性教育を「必修」にしたフィンランドはどうなった? 日本との大きな差
中絶も性感染症も減少 正しい知識が自分を守る
-フィンランドで行われている性教育は?
「1970年に法律で必修となった。今では性の多様性に加え、シングルマザーや男性同士のカップルといった家族の多様さ、家庭内の男女平等などを、未就学児の段階から学ぶ。生殖のしくみや性交は主に中学校段階で教わるが、中学入学前でも『赤ちゃんはどうやってできるの』と聞かれれば、子どもの年齢に合った表現で教える。性教育で性交を教えることは避けられず、何歳まで教えてはいけないという決まりはない」
-積極的に教えるメリットは何か。
「正しい知識がなければ、子どもたちは性暴力やクラミジアなど性感染症、望まない妊娠などから自分を守れない。データにも表れている。90年代に経費節減のため性教育が選択科目にされ、あまり実施されない時期があった。すると、それまで減少していた10代の人工中絶数が上昇に転じたが、2000年代に再び必修化されると再び減った。性感染症も同じ傾向で、性教育アイキャッチ画像を設定の軽視は子どもたちに良い影響を与えないことが分かる」
日本の学習指導要領は「変えるべきだ」
-日本は学習指導要領で中学校では性交や避妊を教えないと定めており、足立区の授業が問題になった。

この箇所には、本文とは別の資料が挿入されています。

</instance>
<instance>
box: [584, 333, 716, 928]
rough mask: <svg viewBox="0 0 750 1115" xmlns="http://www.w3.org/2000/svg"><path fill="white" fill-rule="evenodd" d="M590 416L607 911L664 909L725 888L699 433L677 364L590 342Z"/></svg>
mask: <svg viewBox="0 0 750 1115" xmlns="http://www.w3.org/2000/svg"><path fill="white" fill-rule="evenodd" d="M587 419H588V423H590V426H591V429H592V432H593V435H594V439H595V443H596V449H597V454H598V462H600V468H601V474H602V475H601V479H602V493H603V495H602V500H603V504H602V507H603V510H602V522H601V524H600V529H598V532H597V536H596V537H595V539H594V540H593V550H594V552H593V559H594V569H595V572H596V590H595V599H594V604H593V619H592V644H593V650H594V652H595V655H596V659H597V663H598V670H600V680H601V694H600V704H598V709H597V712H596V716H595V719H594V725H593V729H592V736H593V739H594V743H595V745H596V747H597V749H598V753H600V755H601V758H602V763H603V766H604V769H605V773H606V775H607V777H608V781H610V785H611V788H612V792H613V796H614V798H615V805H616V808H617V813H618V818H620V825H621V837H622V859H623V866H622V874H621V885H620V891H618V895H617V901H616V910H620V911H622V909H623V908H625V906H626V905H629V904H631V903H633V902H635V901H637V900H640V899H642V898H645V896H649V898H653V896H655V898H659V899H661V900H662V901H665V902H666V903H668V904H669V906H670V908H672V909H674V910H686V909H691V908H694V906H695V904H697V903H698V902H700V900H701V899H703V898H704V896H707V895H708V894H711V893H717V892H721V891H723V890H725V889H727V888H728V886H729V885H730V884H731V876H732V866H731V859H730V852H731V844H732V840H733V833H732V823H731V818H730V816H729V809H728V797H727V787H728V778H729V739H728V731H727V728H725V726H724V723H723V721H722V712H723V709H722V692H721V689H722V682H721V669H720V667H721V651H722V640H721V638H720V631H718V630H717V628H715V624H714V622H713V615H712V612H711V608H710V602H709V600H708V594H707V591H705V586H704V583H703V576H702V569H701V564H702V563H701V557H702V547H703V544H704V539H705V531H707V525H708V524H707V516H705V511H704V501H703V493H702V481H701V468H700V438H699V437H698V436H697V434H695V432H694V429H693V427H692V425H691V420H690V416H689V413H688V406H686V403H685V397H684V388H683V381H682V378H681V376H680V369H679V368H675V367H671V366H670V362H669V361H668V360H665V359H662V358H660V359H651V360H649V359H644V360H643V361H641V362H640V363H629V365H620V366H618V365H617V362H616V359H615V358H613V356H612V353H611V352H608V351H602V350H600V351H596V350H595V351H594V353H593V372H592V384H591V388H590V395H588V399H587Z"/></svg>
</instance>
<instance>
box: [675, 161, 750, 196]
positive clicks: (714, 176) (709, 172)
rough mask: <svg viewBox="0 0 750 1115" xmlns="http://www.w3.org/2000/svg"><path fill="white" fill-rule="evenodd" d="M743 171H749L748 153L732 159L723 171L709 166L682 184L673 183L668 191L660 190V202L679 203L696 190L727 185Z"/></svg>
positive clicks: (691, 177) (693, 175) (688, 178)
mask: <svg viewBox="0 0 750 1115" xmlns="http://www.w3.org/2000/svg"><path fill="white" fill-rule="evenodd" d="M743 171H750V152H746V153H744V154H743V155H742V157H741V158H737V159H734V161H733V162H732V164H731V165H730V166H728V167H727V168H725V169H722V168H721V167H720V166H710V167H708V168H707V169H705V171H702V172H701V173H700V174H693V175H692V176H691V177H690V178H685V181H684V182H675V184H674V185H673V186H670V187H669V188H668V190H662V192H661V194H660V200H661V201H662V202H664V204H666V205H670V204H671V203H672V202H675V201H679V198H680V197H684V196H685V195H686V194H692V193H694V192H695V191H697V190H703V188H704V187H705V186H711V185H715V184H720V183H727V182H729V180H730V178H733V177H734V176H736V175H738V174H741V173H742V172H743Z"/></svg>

「性教育を行うと子どもの性行動が早まると考えているのなら、全く逆だ。子どもは純真無垢(むく)で何も知らない存在ではなく、インターネットや友人からの情報でポルノに触れている。学校で正しく教えなければ、誤った知識で性体験を急いだり、自分やパートナーを傷つけることもある。性行動が盛んになる年齢の前に正しい教育が必要。学習指導要領は変えるべきだ」
-日本では性教育がタブー視される。フィンランドはどう乗り越えたのか。
「国民の約7割がキリスト教徒で、教会は最初、性教育に対警戒していたが今は積極的に教えている。60年代から社会福祉国家としての制度が定着し、民主主義や平等への意識が高まったことが大きい。性教育は男女平等や人権、人の多様性を教えることにつながり、必要だと理解されるようになった。子どもたちは性について知る権利があり、性教育はあらゆる人々の幸せや安全、健康のためになる」
足立区立中学校の性教育授業に対する介入問題
足立区立中が3月に人権教育として行った3年生の性教育の授業について、古賀俊昭都議(自民)は都議会文教委員会で、校名や教員名を挙げた上で「発達段階を無視していて不適切だ」と批判。都教委も学習指導要領にない「性交」や「人工妊娠中絶」という言葉を使ったのは問題という見解を示した。性教育を実践する教職員や大学教授らは「教育への不当介入」だと抗議している。
ユッカ・レヘトネン
1964年生まれ。ヘルシンキ大学の専任講師でジェンダー学の上級研究員。性の平等や多様性を研究テーマとし、教材開発や実態調査を行っている。性的少数者の人権擁護に関する非政府組織(NGO)でも活躍。